Alta velocidade, baixa latência e custo reduzido têm potencial de colocar instituições de saúde com recursos financeiros díspares em patamares tecnológicos semelhantes. Redes abertas podem antecipar o acesso em locais remotos.

O padrão tecnológico para serviços móveis 5G, na versão que permite a exploração de sua máxima potencialidade, chegou ao Brasil em 2022 e levará alguns anos para se espalhar por todo o território nacional.
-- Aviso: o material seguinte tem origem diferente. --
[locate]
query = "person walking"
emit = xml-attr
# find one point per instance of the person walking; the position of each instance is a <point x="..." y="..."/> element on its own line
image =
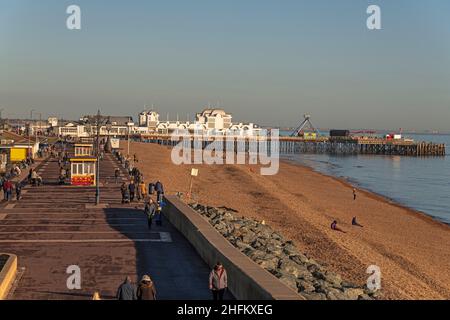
<point x="132" y="189"/>
<point x="146" y="289"/>
<point x="7" y="189"/>
<point x="142" y="190"/>
<point x="18" y="190"/>
<point x="150" y="210"/>
<point x="218" y="281"/>
<point x="159" y="190"/>
<point x="126" y="290"/>
<point x="124" y="190"/>
<point x="355" y="223"/>
<point x="116" y="175"/>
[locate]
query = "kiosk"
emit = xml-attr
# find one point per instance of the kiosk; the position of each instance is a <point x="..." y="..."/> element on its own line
<point x="83" y="166"/>
<point x="82" y="171"/>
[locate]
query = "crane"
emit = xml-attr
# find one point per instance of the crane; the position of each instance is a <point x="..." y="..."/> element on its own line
<point x="305" y="123"/>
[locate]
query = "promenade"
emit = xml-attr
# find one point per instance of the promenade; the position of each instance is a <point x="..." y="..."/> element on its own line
<point x="53" y="227"/>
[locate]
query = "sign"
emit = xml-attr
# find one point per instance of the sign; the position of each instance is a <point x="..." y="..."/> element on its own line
<point x="115" y="143"/>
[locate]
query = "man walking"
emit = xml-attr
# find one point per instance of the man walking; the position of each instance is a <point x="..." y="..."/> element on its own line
<point x="146" y="289"/>
<point x="159" y="190"/>
<point x="18" y="190"/>
<point x="126" y="290"/>
<point x="132" y="189"/>
<point x="218" y="281"/>
<point x="150" y="210"/>
<point x="116" y="175"/>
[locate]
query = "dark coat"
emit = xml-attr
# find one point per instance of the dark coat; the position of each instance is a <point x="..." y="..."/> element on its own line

Ainda assim, em algumas áreas prioritárias, como a da saúde, pode ser que uma parcela da população seja beneficiada antes do tempo previsto por meio de iniciativas lideradas por instituições de referência.
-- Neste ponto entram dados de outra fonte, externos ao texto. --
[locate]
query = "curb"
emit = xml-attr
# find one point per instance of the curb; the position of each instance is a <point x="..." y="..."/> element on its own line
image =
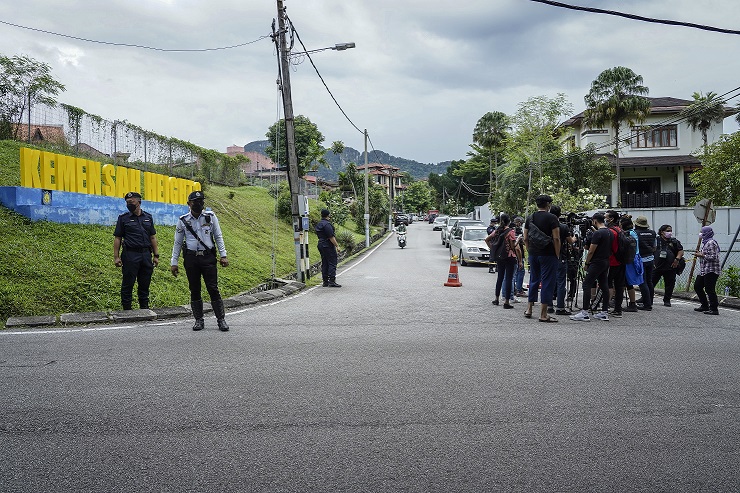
<point x="284" y="288"/>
Para representantes de hospitais pioneiros na testagem da tecnologia no país, a expectativa é de que o 5G promova uma grande transformação, principalmente, em locais afastados dos grandes centros, nos quais a assistência médica é limitada ou quase inexistente. Será um mecanismo capaz de levar a saúde do futuro para aqueles que não têm acesso, colocando serviços assistenciais com níveis de recursos financeiros díspares em um patamar tecnológico semelhante.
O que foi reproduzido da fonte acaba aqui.